Trump’s sweeping clemency order applied to more than 1,500 people. The government has the names of all of the Jan. 6 riot defendants, but they are not named in the order.

That language could give the U.S. attorney general some leverage to decide who is covered under Trump’s blanket pardon, said Daniel Richman, a former federal prosecutor in the U.S. Attorney’s Office for the Southern District of New York.

For example, Richman said, if the person who planted a pipe bomb outside the DNC and RNC is ever apprehended and claims to be considered under the pardon, they would have to make their case to the attorney general.

“No one can walk into court with this proclamation and say that, ‘I’m covered by the terms of the proclamation,’” Richman said. “The proclamation says, the attorney general shall administer and issue the certificate. So unless someone has a certificate, the odds are that they can’t get the benefit of it.”

However, legal experts who spoke to NOTUS were mixed in their interpretation that the attorney general would have much discretion over the pardons. Jonathan Entin, a law professor at Case Western Reserve University, told NOTUS, “I don’t think” the attorney general will have much personal say over the pardons. He added that it’s likely that Trump’s attorney general would issue a certificate to anyone Trump felt deserved it.

“I’m not sure that the way this is written gives the attorney general all that much discretion,” Entin said. But to the extent the AG does have discretion, it’ll be someone with Trump’s blessing. “Pam Bondi isn’t in office yet because she hasn’t been confirmed. But there is an acting attorney general, and that was someone whom the administration selected presumably out of a sense that this person is gonna be reliable.”

While the language may be vague, legal experts say that anyone found to have committed a crime outside of the insurrection is going to have a tough time explaining to a judge that they should be pardoned.

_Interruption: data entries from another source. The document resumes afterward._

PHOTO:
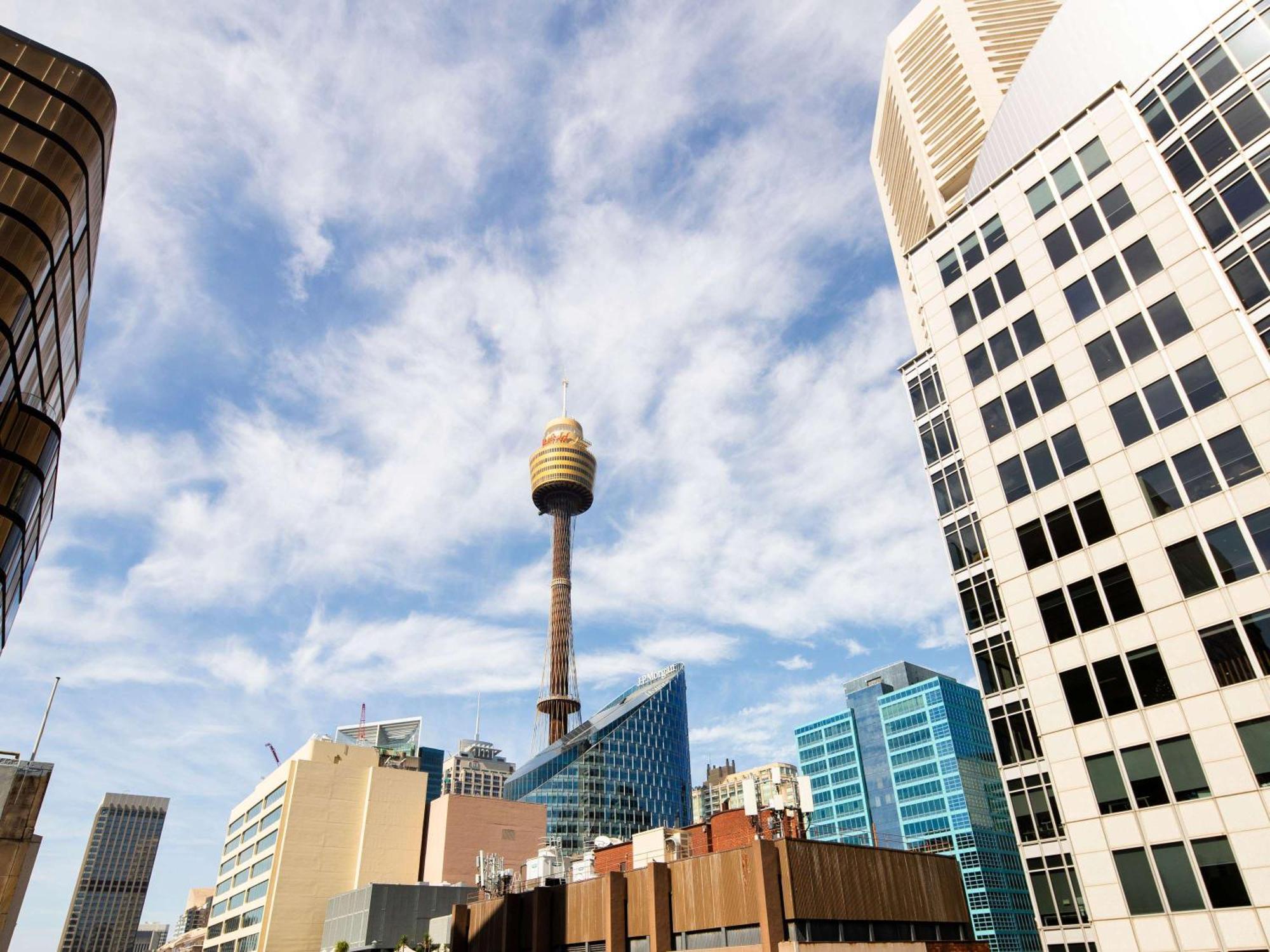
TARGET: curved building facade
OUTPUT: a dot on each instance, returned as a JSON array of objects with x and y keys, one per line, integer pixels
[
  {"x": 624, "y": 771},
  {"x": 57, "y": 128}
]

“As a whole document, you can’t read one clause without the other … somebody could try,” said John E. Jones III, president of Dickinson College and a former federal judge. “I mean, good luck. They’re going to have to convince a judge to interpret that as pardoning them of the offense. They’re just not going to be successful.”

So why did the White House make the language so broad rather than listing convicted individuals who were now pardoned in the proclamation?

The White House did not respond to a request for comment. But experts said it was probably for simplicity’s sake.

“It was for the purpose of ending any further attention to this episode and going forward with it in the rearview mirror,” said Paul Larkin, a legal expert at The Heritage Foundation. Larkin mentioned President Gerald Ford’s pardon of President Richard Nixon as a similar incident of a presidential pardon being used to put an incident in the past.

Presidents have issued broad pardons before, dating back to George Washington’s pardons for participants in the Whiskey Rebellion. But whether Trump’s pardons will be remembered centuries from now like those is debatable.

“It becomes a matter of opinion whether this is really different from those,” Richman said. “And certainly those like me that treat the assault on the Capitol as a particularly vicious and dangerous occurrence. I think this is different from just people who are caught up in the moment in the 1790s [Whiskey Rebellion] or resisted the draft.”

Columbus had another theory for why Trump’s pardons were so sweeping.

“He loves anyone who did anything in support of his efforts to overturn the 2020 election, and they’re heroes to him, and he wanted to do the most he could do,” Columbus said.


Helen Huiskes and Torrence Banks are NOTUS reporters and Allbritton Journalism Institute fellows.